Cockfighting ban challenge in US territories dismissed

HONOLULU — A judge dismissed a lawsuit by a man in the Commonwealth of the Northern Mariana Islands challenging a ban against cockfighting in U.S. territories.

Saipan resident Andrew Sablan Salas, who served in the House of Representatives in the commonwealth’s Legislature and previously was Secretary of Commerce in the territory, said in a lawsuit that he’s been involved in cockfighting since childhood.

In 2018, former President Donald Trump signed a law banning all animal fighting in the territories.
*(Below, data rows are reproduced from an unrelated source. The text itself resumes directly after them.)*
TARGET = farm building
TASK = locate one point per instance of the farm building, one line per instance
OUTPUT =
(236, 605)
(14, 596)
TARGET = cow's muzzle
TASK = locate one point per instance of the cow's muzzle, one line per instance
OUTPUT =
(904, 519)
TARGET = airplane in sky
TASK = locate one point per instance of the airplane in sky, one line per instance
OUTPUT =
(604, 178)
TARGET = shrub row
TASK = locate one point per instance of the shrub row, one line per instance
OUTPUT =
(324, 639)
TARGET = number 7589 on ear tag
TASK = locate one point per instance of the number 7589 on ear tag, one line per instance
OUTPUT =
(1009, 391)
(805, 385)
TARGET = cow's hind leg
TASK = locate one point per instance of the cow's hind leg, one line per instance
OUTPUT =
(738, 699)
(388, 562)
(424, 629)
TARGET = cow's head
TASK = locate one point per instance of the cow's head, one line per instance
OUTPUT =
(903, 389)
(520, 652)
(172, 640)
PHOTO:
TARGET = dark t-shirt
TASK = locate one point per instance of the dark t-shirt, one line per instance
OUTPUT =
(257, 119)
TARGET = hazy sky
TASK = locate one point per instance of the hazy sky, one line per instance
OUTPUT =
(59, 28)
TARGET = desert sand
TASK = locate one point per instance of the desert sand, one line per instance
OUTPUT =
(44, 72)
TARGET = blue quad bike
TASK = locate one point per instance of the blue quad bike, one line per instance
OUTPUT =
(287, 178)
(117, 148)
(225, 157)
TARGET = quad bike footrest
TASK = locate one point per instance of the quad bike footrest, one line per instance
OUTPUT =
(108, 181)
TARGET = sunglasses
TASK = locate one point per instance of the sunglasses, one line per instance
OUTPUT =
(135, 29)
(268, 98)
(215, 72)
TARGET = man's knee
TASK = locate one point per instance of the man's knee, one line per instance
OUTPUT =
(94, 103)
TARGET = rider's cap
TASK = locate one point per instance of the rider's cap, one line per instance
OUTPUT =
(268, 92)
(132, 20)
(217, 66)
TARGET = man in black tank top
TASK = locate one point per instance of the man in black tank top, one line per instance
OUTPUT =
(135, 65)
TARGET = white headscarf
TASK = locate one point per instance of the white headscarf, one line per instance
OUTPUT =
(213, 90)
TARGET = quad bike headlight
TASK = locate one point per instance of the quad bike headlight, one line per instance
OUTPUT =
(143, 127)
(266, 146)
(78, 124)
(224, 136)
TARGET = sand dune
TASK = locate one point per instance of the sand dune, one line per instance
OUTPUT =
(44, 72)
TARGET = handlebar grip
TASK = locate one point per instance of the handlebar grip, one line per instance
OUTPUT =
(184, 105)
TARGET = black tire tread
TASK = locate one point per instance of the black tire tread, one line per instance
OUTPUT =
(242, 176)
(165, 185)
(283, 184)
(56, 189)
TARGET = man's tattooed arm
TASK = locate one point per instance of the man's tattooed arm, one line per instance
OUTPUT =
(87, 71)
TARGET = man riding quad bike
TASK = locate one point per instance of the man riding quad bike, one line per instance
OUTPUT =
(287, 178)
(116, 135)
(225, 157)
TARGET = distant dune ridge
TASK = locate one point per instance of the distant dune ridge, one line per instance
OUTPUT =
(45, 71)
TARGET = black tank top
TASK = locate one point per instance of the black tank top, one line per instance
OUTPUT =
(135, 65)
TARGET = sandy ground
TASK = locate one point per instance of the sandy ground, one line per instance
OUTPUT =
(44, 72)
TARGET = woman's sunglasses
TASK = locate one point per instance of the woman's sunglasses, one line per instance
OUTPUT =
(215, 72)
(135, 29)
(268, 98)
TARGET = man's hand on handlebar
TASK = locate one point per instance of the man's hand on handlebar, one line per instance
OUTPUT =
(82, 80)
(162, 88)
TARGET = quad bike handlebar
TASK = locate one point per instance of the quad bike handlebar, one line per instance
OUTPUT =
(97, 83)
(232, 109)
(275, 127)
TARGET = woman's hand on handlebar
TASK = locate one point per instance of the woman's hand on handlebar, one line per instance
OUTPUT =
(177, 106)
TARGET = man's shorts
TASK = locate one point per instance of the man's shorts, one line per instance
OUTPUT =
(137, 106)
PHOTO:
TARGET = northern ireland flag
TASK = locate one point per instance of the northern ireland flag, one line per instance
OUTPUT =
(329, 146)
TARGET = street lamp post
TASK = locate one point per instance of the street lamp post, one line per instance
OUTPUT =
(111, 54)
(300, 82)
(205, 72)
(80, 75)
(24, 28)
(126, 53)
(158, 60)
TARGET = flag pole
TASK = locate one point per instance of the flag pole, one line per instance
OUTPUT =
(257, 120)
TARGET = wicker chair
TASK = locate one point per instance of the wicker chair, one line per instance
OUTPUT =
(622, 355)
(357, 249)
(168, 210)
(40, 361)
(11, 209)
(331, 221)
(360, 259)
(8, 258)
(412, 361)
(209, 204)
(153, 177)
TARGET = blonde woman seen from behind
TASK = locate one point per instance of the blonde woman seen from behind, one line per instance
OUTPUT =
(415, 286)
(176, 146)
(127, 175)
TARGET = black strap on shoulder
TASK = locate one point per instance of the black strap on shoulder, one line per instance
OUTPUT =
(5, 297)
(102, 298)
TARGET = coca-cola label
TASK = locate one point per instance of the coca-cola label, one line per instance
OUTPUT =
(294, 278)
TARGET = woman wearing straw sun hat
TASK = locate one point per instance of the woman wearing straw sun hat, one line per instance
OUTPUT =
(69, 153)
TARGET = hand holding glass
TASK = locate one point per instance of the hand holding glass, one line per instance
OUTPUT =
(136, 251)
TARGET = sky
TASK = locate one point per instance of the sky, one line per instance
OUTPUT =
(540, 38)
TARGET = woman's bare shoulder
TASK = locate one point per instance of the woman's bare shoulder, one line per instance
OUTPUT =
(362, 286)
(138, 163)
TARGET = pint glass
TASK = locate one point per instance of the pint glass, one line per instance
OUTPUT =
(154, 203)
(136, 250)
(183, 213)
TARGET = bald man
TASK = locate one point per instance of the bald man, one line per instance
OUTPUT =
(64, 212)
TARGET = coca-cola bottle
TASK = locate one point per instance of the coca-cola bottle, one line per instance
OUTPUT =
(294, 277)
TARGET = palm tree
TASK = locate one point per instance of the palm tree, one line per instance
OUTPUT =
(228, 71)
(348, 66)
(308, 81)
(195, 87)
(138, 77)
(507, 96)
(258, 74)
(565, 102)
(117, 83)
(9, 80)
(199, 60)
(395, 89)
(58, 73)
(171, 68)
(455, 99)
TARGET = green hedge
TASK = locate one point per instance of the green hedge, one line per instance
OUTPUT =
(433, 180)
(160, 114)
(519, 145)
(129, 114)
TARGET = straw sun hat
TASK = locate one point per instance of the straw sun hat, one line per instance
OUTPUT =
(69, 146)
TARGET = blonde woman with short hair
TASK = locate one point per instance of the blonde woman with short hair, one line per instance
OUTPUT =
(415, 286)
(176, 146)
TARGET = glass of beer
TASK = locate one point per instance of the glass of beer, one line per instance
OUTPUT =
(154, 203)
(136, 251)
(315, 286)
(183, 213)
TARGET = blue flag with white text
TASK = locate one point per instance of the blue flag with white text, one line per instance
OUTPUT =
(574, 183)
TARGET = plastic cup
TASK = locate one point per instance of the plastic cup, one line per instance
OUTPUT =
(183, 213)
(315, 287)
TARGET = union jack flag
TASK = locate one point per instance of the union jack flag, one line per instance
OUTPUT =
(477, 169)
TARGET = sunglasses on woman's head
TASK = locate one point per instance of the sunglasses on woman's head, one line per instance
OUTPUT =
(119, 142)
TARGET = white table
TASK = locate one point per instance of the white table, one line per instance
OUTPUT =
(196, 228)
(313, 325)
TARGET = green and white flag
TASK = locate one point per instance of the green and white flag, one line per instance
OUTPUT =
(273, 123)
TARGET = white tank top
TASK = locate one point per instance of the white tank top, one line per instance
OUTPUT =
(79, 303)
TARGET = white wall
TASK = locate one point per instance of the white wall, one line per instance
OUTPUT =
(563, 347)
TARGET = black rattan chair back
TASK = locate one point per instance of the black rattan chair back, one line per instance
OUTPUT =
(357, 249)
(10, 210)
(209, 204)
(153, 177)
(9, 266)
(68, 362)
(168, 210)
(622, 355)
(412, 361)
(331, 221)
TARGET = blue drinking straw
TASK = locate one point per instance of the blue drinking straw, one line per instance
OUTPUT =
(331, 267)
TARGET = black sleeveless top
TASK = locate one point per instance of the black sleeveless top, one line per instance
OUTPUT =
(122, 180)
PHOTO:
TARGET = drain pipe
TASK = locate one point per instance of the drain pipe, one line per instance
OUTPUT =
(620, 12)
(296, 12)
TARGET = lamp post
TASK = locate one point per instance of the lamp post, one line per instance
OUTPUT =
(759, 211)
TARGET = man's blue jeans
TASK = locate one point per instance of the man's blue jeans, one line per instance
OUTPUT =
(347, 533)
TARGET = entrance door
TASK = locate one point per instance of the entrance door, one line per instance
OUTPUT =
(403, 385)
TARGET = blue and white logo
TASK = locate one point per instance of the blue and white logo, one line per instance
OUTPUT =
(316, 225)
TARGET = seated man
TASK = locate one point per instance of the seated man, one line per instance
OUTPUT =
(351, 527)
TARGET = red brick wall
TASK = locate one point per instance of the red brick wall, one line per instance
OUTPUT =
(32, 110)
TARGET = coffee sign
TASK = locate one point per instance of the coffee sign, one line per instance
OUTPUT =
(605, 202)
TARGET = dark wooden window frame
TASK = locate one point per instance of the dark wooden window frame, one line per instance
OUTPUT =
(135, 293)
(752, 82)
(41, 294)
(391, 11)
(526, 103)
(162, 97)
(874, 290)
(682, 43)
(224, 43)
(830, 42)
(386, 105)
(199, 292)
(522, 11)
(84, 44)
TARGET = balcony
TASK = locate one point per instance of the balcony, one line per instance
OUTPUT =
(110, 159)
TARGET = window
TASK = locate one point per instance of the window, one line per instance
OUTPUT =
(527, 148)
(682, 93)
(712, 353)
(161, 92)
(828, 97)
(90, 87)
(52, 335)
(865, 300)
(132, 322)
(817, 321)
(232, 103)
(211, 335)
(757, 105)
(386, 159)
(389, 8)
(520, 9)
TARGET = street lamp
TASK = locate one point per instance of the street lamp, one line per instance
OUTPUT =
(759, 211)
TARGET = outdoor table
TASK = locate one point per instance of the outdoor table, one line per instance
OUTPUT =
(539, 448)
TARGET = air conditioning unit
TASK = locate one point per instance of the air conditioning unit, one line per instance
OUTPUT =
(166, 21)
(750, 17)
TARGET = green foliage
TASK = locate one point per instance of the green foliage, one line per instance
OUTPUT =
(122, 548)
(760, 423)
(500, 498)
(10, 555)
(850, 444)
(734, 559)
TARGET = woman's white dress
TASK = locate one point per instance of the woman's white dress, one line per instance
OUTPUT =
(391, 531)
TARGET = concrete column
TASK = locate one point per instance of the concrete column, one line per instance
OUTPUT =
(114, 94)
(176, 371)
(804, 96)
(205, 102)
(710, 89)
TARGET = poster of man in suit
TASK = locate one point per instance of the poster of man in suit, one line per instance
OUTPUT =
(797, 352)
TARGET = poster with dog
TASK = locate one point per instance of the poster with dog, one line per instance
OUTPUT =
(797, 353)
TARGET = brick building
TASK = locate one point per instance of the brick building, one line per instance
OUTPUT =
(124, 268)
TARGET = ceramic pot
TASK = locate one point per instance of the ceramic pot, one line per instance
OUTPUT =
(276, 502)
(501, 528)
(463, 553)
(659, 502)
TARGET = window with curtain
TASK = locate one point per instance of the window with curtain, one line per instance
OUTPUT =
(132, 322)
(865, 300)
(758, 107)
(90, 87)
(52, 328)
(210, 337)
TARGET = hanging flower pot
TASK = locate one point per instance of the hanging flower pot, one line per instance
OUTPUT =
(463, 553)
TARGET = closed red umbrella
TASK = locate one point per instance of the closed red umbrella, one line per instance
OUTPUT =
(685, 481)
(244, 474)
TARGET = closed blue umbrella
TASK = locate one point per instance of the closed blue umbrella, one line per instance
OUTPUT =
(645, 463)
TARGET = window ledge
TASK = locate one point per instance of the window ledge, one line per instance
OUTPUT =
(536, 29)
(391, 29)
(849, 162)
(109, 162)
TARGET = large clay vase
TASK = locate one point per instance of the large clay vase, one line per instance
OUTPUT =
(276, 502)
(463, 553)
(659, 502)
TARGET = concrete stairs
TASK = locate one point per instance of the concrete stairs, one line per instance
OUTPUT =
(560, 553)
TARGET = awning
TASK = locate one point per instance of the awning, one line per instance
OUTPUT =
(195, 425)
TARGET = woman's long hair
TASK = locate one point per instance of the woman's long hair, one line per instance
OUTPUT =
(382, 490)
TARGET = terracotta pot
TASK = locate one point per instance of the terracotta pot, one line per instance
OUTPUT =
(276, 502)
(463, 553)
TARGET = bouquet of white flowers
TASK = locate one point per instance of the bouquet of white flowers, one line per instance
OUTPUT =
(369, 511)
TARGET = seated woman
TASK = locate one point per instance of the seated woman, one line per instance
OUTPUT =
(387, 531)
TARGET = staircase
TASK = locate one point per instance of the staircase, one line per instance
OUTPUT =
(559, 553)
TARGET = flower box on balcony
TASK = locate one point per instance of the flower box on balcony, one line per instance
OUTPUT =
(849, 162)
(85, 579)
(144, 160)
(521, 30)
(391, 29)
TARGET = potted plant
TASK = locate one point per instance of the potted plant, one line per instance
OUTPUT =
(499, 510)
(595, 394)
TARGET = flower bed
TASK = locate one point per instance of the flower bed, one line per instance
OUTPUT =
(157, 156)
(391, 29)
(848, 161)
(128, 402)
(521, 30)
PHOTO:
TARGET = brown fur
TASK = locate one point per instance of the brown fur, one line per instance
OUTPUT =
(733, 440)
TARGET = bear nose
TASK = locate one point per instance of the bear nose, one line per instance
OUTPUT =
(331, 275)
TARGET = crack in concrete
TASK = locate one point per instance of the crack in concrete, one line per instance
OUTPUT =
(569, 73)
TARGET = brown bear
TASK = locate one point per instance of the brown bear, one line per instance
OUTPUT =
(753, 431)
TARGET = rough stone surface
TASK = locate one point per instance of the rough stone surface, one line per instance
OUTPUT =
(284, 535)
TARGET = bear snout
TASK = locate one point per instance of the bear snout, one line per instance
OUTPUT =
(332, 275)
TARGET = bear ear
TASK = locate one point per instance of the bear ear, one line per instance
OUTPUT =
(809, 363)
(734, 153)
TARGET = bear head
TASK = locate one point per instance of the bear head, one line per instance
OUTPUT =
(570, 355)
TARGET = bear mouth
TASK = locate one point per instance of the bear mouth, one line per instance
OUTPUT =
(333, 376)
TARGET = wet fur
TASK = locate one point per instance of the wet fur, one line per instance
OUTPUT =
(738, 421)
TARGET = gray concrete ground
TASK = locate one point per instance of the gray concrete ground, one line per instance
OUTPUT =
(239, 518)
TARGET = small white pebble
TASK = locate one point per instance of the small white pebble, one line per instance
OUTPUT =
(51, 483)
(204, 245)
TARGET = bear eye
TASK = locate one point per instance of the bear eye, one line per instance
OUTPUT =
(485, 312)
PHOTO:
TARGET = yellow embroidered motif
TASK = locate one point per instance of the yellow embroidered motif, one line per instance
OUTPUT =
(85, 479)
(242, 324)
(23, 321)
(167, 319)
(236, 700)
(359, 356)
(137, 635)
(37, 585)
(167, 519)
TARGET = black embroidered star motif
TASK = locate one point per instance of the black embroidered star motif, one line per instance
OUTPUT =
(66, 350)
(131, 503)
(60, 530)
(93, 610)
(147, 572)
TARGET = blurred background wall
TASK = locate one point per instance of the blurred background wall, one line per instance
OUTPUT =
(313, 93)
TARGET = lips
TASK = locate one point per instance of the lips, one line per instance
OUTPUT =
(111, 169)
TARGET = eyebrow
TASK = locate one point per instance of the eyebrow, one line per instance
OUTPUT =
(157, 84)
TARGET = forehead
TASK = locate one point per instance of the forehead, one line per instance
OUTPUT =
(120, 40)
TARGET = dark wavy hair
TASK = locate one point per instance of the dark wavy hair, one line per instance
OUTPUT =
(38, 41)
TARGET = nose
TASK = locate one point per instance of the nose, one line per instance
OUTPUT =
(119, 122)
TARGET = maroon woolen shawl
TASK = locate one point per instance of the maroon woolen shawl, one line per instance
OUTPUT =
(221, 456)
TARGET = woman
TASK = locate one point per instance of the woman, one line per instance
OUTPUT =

Prior to the law, cockfighting had been illegal in the 50 states but not in territories.

The ban intrudes on the internal affairs of the territory by criminalizing a “popular and traditional recreational activity, and by imposing a moral and cultural standard that has not prevailed there through local democratic process,” the lawsuit said.

U.S. District Judge Ramona Manglona dismissed the lawsuit in a ruling Thursday that said the cultural practice of cockfighting in the territory doesn’t outweigh federal interests.

Salas intends to appeal the ruling, his attorney Joseph Horey said in an email.

Cockfighters should “stop hacking up animals for illegal gambling and the thrill of watching the bloodletting,” Wayne Pacelle of Animal Wellness Action said in a statement.